>>1871028It was fun, but hard work. It's a form of oil exploration where they search for new deposits by laying out a bunch of sound-sensitive equipment, setting off dynamite or using large vibrating trucks to generate sound waves, and reading the data to determine where the oil is underground. Typically it happens in wild, remote areas, but can happen in civilized places too. I was working specifically in a type called '3D heli-portable' which means the terrain was too rough to drive axled vehicles over, and we were flown out every morning in helicopters with our equipment, did our work all day, then flown back in to the staging area in the evening to go back to the motel. All traveling was done on foot for the labourers or quads for the techs and troubleshooters. It's a road/camp job, and we worked 4 weeks out in the bush, then came home for 1 week off. 12-16 hour days, 7 days a week while you are in the bush.
This video kinda shows the general idea, minus all the hard work:
https://www.youtube.com/watch?v=IBRWq1s-L8YI did it during three summers in my university days, and worked "up" from the lowest rank of 'jughound' to 'lineboss' to 'shooter's helper' over the 3 summers.
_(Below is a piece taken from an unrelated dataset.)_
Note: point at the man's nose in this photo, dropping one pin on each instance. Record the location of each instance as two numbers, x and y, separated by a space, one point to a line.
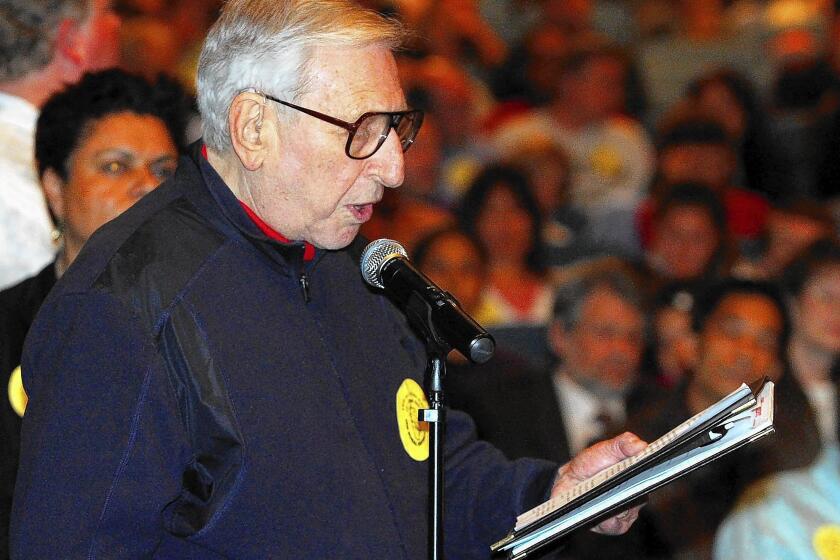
388 163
Jughounds work like dogs. A line boss carries a radio and is in charge of 6-10 jughounds, and a shooter's helper assists the guy who sets up and detonates the dynamite charges, who is known as the shooter. It's the type of job where you make $200 per day and live in places where there is no place to spend your money, so good for saving up or for burnouts. The job carries the same prestige as a treeplanter, roofer, or carny. When I did it, in the 90s, the companies were just instituting drug testing so it was cleaning up a little bit, and is probably a little higher-class/safer now. In the 80s and before, it was a lot rougher.